Roduit Benjamin · Nationalrat · 2023-09-18
Roduit Benjamin · Nationalrat · Wallis · Die Mitte-Fraktion. Die Mitte. EVP. · 2023-09-18
Wortprotokoll
Mon postulat, intitulé "Le droit à la réparation comme accélérateur d'emplois de proximité et pour préserver nos ressources" a pour but de demander au Conseil fédéral d'évaluer les effets d'incitation en faveur de la réparation, du réemploi et du partage d'objets, par exemple au moyen de bibliothèques d'objets, notamment en chiffrant les perspectives de création de nouveaux emplois générés; mais aussi en identifiant les perspectives de développement de ces nouveaux métiers - par exemple sous l'angle des métiers de la valorisation des composants et matériaux - et en identifiant les leviers d'action pour promouvoir ces filières, notamment auprès des acteurs de l'économie sociale et solidaire.
La réparabilité - un des thèmes qui est au coeur de ce postulat -, en vue de prolonger la durée de vie des objets, est d'actualité et relève d'une sensibilité croissante dans la population. J'en veux pour preuve le nombre important de parlementaires, dont plusieurs d'entre vous, qui nous ont rejoints le 2 mai 2023 sur la Place fédérale dans le cadre d'un atelier de valorisation des smartphones usagés. Cela avait été [PAGE 1728] mis sur pied par l'Association NoOPS (No Obsolescence Programmée Suisse) en collaboration avec l'intergroupe parlementaire économie circulaire et les membres de la coalition "Longue vie à nos objets!".

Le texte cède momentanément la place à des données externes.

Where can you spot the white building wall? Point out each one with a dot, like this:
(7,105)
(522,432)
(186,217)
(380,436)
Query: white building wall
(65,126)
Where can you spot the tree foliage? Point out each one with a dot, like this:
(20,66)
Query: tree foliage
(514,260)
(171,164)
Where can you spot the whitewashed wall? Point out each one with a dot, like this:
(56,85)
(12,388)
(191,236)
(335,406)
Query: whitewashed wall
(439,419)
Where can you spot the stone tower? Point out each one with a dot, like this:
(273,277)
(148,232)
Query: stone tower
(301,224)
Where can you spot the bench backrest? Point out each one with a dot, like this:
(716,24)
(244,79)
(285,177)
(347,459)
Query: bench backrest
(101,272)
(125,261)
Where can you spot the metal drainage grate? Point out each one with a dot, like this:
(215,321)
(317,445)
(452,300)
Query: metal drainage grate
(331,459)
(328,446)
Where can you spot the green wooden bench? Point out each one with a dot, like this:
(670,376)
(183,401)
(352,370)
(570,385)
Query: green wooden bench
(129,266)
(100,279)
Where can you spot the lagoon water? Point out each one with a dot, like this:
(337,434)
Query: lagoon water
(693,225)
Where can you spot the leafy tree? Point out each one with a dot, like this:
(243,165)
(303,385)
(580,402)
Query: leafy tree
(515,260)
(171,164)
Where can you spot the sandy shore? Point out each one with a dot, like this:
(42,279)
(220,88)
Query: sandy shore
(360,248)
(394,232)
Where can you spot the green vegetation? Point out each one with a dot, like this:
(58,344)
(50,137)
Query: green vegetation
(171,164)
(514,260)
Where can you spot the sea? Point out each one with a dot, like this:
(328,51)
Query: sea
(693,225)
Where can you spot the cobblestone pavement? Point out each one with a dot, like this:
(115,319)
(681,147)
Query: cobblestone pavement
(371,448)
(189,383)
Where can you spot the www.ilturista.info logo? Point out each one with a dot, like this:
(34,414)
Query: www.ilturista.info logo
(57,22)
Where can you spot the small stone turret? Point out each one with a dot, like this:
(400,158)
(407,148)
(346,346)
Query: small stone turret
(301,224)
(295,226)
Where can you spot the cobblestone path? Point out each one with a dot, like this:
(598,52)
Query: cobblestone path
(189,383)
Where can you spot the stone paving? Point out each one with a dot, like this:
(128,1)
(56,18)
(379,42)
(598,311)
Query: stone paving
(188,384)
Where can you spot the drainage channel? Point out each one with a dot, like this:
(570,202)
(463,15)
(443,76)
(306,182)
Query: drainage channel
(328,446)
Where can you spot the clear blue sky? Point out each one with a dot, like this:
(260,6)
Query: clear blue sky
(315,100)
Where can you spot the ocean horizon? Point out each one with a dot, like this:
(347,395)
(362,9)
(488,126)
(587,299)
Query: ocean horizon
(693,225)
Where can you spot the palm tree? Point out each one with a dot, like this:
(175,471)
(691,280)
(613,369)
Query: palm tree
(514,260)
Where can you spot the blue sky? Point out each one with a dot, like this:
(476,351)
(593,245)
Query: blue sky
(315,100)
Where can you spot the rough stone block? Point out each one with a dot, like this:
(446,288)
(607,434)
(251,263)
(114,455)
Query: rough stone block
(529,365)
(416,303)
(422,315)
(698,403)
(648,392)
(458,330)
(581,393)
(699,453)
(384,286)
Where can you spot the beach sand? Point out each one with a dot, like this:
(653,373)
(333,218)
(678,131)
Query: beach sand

Dans cette optique, nous peinons à suivre le raisonnement du Conseil fédéral, qui recommande de refuser le postulat. En effet - vous le savez - l'examen de la loi sur l'économie circulaire a été récemment reporté par le Conseil des Etats après les élections fédérales. C'est un signe qui ne trompe pas. L'écart se creuse toujours davantage avec la législation de nos voisins, qui mettent bien en valeur la réutilisation et la réparation en amont des déchets.
Enfin, ce postulat est d'autant plus important que la Suisse ne dispose toujours d'aucun chiffre sur les perspectives économiques en matière d'emploi des entreprises de valorisation, de réparation et de partage d'objets, ni sur ce véritable secteur d'activités possédant ses propres filières de formation et de développement professionnels.
Vu ces arguments, je vous prie d'accepter mon postulat, qui maintient la pression sur le Conseil fédéral et le Conseil des Etats, quant à la pleine réalisation des objectifs de la loi sur l'économie circulaire - dont le droit à la réparation fait partie -, qui, je vous le rappelle, a été acceptée par notre conseil[NB]en[NB]mai[NB]dernier.